Humberto Marques Publicado em 18/05/2021, às 15h00

Sede do TCE-MS, no Parque dos Poderes, em Campo Grande
Sede do TCE-MS, no Parque dos Poderes, em Campo Grande - Arquivo/Midiamax

De janeiro a abril deste ano, o TCE-MS (Tribunal de Contas do Estado de Mato Grosso do Sul) registrou gastos de R$ 73.685.562,92, conforme balanço orçamentário divulgado nesta sexta-feira (14) pela Corte de Contas. Do total, 28% foram destinados para a quitação da folha de pessoal.

As despesas, contudo, tendem a aumentar. Isto porque os empenhos (compromissos financeiros assumidos e que devem ser cumpridos em um determinado intervalo de tempo, seja no valor total ou parcialmente) nesses 4 meses já chegam a R$ 188.099.671,01, ou 61,7% de todas as receitas previstas para a Corte de Contas em todo o ano.

Considerado um “órgão acessório” do Poder Legislativo, o TCE-MS é responsável pela fiscalização da execução orçamentária e financeira não só do Executivo estadual e de seus órgãos, mas também das prefeituras sul-mato-grossenses, do Poder Judiciário e do próprio Legislativo.

Para tanto, teve para este ano receitas previstas em R$ 304.493.500 a título de duodécimo –ou seja, um percentual da arrecadação estadual, no caso de 1,8% sobre um orçamento de Mato Grosso do Sul, de R$ 16,8 bilhões para 2021. Caso a arrecadação aumente, pode ser pleiteado um duodécimo maior.

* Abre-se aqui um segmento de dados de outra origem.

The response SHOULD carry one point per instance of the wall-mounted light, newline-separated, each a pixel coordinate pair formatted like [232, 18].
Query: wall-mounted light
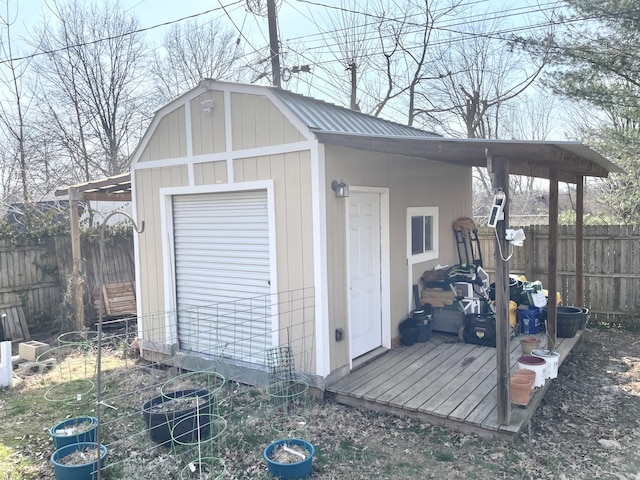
[341, 188]
[207, 105]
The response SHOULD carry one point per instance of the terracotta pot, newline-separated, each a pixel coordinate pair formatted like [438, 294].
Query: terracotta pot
[529, 344]
[528, 374]
[520, 389]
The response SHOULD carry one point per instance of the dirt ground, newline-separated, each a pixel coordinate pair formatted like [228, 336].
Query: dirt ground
[587, 427]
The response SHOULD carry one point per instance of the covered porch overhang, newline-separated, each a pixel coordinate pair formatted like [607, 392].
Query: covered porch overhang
[557, 162]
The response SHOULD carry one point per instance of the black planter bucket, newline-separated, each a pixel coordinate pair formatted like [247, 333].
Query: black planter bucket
[161, 419]
[408, 332]
[569, 320]
[423, 332]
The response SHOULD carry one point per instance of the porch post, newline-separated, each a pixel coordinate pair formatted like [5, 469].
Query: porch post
[553, 260]
[499, 166]
[579, 300]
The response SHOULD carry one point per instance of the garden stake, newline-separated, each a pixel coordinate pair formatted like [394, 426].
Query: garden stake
[102, 306]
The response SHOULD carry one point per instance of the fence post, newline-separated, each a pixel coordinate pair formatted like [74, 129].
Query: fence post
[78, 304]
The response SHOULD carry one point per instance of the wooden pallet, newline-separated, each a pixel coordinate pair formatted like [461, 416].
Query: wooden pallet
[120, 299]
[15, 323]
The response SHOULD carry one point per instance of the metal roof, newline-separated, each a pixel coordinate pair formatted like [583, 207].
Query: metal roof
[571, 160]
[323, 116]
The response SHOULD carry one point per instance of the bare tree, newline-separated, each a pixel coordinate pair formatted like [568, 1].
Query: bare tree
[91, 80]
[13, 110]
[479, 74]
[194, 51]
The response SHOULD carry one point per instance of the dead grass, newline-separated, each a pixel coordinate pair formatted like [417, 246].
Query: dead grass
[588, 426]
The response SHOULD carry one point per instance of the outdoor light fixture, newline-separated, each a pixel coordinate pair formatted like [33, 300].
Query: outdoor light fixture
[207, 105]
[497, 209]
[341, 188]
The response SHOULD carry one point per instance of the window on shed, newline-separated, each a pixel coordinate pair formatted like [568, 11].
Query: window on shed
[422, 234]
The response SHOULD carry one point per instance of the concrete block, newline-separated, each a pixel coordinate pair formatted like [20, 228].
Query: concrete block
[30, 351]
[30, 367]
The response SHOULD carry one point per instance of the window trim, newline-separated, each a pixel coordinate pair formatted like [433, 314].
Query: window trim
[427, 255]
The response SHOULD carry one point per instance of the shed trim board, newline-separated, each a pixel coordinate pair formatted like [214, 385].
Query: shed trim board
[385, 264]
[320, 267]
[169, 248]
[229, 157]
[228, 136]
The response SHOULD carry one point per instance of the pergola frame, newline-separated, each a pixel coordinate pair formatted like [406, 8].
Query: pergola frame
[113, 189]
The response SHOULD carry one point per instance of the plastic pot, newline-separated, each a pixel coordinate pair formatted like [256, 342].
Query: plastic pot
[85, 471]
[161, 418]
[301, 469]
[74, 430]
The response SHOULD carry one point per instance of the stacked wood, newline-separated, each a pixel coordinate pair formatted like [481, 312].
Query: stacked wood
[120, 299]
[15, 322]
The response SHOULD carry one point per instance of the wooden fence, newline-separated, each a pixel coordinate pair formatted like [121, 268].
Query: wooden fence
[29, 280]
[36, 276]
[611, 267]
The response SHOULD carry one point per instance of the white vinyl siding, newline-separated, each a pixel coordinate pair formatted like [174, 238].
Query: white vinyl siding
[222, 273]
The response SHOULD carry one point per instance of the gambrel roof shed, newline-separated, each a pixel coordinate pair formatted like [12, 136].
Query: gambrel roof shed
[248, 247]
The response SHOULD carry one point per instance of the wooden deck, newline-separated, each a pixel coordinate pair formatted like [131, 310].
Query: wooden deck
[443, 382]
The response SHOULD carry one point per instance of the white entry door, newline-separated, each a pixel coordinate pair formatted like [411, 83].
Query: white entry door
[365, 313]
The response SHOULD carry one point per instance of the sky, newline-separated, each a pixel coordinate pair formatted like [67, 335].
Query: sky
[297, 23]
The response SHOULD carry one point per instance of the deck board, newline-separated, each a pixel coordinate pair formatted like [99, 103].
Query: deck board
[443, 381]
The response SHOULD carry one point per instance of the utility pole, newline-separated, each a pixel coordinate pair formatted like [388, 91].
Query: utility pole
[354, 90]
[273, 42]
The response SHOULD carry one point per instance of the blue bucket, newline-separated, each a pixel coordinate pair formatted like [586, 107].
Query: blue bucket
[528, 319]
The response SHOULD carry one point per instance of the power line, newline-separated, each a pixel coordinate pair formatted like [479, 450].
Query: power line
[113, 37]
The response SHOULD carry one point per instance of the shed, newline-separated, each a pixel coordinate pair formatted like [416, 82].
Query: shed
[252, 240]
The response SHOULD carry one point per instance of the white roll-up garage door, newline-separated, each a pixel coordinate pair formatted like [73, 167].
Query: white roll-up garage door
[222, 273]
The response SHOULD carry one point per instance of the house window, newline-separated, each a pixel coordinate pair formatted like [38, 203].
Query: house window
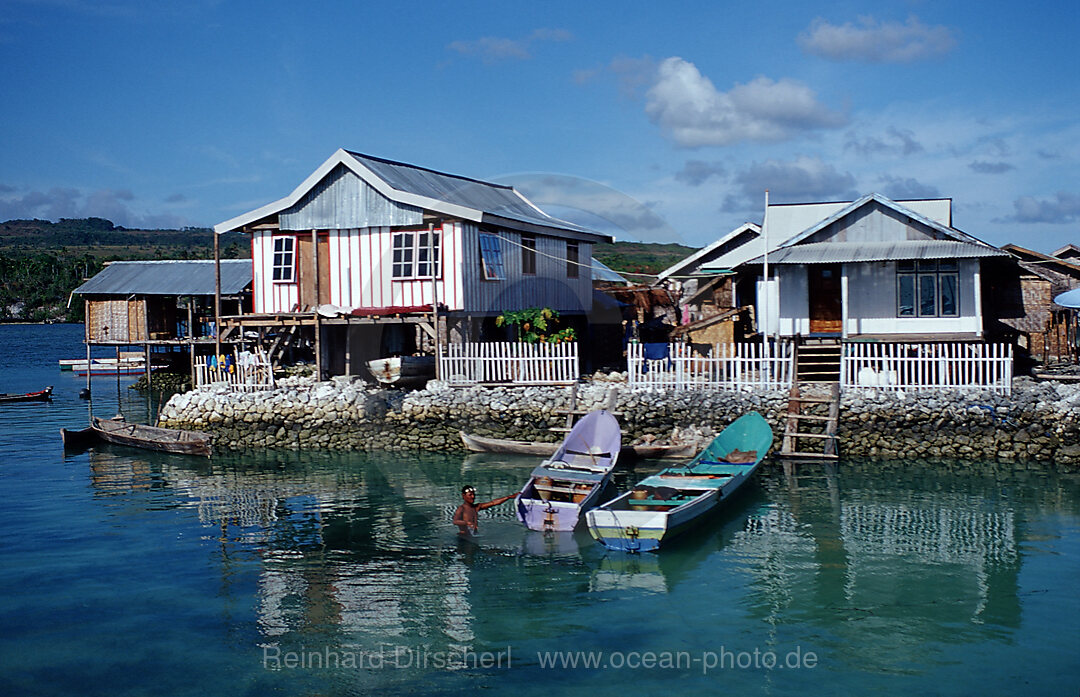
[928, 289]
[413, 252]
[490, 257]
[529, 254]
[284, 259]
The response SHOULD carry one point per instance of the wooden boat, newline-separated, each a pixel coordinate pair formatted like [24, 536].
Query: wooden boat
[127, 359]
[572, 480]
[644, 451]
[671, 501]
[75, 439]
[14, 398]
[115, 369]
[403, 371]
[150, 438]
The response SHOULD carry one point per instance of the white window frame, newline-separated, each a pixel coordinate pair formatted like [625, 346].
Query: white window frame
[282, 259]
[490, 257]
[930, 272]
[409, 254]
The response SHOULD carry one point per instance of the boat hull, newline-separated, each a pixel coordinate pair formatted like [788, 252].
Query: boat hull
[574, 479]
[42, 396]
[557, 517]
[78, 438]
[403, 371]
[151, 438]
[675, 499]
[508, 446]
[645, 531]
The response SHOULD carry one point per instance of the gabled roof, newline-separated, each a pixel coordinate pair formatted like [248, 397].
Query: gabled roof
[1067, 252]
[439, 192]
[604, 272]
[871, 198]
[850, 252]
[682, 267]
[169, 278]
[786, 225]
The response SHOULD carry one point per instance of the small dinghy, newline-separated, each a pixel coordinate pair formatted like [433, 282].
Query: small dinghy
[475, 443]
[572, 480]
[150, 438]
[15, 398]
[661, 507]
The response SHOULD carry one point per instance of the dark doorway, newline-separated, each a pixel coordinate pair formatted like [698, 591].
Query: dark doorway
[826, 310]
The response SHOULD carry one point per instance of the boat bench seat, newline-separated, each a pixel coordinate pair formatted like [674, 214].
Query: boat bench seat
[582, 488]
[675, 500]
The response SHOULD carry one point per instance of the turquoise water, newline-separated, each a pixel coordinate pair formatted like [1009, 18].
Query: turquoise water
[132, 573]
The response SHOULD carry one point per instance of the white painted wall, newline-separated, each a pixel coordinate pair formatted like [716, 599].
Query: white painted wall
[872, 302]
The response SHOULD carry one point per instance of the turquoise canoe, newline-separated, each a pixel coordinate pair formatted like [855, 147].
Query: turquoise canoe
[664, 505]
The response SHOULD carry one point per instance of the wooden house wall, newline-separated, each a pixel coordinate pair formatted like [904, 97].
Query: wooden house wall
[872, 302]
[117, 320]
[549, 287]
[875, 223]
[268, 296]
[343, 201]
[360, 273]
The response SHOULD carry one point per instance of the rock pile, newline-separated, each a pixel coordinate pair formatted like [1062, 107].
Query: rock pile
[1040, 420]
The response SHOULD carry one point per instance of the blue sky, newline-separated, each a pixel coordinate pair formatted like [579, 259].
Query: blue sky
[667, 119]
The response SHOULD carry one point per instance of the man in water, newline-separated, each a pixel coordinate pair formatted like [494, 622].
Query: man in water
[464, 518]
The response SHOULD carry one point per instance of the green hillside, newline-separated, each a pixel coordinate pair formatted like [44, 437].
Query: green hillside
[42, 262]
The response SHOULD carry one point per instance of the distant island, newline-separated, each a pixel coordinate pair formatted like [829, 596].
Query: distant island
[41, 262]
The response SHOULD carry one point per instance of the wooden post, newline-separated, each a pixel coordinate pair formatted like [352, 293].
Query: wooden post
[434, 295]
[191, 339]
[319, 326]
[217, 295]
[148, 378]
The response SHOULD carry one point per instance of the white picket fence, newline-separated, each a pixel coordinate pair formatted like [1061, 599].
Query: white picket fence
[248, 372]
[907, 366]
[731, 366]
[510, 362]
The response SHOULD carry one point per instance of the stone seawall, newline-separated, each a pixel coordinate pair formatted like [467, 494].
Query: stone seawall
[1039, 420]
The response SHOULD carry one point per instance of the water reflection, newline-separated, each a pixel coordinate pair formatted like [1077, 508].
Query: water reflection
[358, 551]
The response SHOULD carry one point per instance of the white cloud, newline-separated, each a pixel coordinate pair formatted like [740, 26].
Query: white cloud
[112, 204]
[689, 108]
[1064, 208]
[696, 172]
[873, 41]
[499, 49]
[982, 166]
[802, 179]
[906, 188]
[894, 142]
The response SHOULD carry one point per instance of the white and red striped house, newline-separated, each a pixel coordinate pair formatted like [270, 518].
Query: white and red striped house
[368, 237]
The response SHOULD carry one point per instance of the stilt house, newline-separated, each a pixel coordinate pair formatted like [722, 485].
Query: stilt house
[365, 252]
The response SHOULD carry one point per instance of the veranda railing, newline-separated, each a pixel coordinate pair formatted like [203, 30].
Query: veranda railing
[906, 366]
[510, 362]
[725, 366]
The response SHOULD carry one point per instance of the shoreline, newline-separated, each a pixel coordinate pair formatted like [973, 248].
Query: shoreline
[1038, 421]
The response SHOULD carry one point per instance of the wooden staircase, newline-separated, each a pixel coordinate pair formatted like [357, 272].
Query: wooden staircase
[818, 361]
[813, 406]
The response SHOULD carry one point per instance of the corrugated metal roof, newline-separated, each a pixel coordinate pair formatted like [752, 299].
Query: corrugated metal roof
[428, 190]
[167, 278]
[605, 272]
[495, 199]
[839, 252]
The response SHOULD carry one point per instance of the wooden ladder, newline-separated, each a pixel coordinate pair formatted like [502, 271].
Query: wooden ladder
[811, 418]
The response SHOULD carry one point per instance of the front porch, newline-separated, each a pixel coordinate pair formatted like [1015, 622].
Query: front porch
[861, 363]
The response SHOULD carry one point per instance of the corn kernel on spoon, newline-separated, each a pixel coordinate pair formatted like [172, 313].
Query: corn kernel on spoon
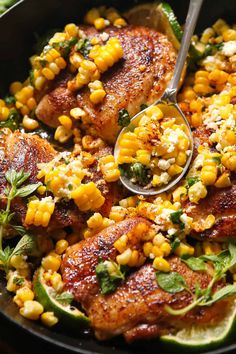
[169, 107]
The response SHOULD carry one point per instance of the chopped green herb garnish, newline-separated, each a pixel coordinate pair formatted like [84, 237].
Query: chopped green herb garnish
[124, 118]
[175, 218]
[192, 180]
[65, 298]
[109, 275]
[83, 46]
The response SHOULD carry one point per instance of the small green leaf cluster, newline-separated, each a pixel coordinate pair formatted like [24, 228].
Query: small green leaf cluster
[174, 282]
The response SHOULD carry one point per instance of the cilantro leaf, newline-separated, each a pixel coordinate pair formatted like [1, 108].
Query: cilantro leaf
[194, 263]
[171, 282]
[124, 118]
[175, 218]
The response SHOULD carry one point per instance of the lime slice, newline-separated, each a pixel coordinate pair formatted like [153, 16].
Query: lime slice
[205, 336]
[46, 295]
[160, 17]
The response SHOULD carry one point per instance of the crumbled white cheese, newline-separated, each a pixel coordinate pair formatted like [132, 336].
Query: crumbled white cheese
[229, 48]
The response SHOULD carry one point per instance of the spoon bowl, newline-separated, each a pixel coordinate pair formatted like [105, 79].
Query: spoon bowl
[168, 109]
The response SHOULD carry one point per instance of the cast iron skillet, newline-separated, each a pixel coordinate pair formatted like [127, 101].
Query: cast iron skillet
[17, 28]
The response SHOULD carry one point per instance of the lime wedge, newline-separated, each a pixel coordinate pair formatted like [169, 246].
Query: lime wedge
[205, 336]
[46, 295]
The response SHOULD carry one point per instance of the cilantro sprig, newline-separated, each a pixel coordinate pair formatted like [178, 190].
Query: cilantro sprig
[173, 282]
[15, 189]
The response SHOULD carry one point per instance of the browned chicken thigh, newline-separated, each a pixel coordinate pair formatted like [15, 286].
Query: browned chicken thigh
[139, 77]
[136, 308]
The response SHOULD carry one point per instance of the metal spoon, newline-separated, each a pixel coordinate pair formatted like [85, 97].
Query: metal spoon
[168, 104]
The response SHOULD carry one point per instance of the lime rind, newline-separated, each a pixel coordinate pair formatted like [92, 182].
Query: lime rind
[205, 336]
[67, 315]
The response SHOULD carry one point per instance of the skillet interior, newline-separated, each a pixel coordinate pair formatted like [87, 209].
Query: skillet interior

Do contrário, a Corte deve enxugar despesas para suportar a queda nos repasses.

Despesas correntes consumiram R$ 46 milhões em 4 meses

Conforme o balanço do bimestre março-abril, O TCE-MS registrou R$ 46.356.143,84 em gastos com as chamadas “despesas correntes”, que incluem gastos com o custeio e a folha de pessoal, desde o início do ano.

Esta representou uma despesa de R$ 28.605.306,24, ou 28% dos R$ 104 milhões que o funcionalismo deve custar à Corte neste ano. É como se, mensalmente, a folha do TCE-MS representasse um gasto próximo a R$ 7 milhões com seus cerca de 540 servidores ativos –conforme relação divulgada em janeiro deste ano.

A folha com o funcionalismo é, conforme o balanço, a principal fonte de despesas do TCE-MS, representando cerca de um terço de seu orçamento neste ano.

As outras despesas correntes, que devem custar até R$ 93,6 milhões no ano (a segunda maior prevista), representaram gastos de R$ 17.750.837,60 no período. O valor é pouco superior à reserva de contingência composta pela Corte até o momento (R$ 17.427.122,15).

Já as despesas de capital, que compreendem investimentos e o pagamento de dívidas, deve consumir R$ 46,2 milhões em recursos da Corte de Contas neste ano. De janeiro a abril, foram R$ 9.902.296,93 apenas em investimentos na Corte.

Os restos a pagar (despesas herdadas de exercícios anteriores) totalizaram R$ 5,7 milhões pagos até o bimestre, faltando ainda um saldo a ser quitado de R$ 175.611,04.

TCE-MS já arrecadou R$ 292 mil em multas de gestores públicos

Além do orçamento do próprio TCE-MS, também foram prestadas contas das despesas, até o bimestre, com o FunTC (Fundo Especial de Desenvolvimento, Modernização e Aperfeiçoamento do Tribunal de Contas do Estado). O dispositivo, abastecido principalmente com multas pagas por gestores por irregularidades na administração dos órgãos pelos quais eram responsáveis.

De uma receita estimada em R$ 1.065.300 para este ano, R$ 818.100 são esperados em multas aplicadas pelo TCE-MS. Até o bimestre, já foram R$ 292.228,60 em penalidades, mais da metade da arrecadação de R$ 549.490,31 no período –que ainda inclui R$ 167.312,72 em cessão de direitos e R$ 83,7 mil em valores mobiliários.

No mesmo período, as despesas pagas do FunTC totalizaram R$ 39.931,80. As empenhadas, por sua vez, totalizaram R$ 59.136,70. O fundo declarou, até aqui, um superávit de R$ 490.353,61.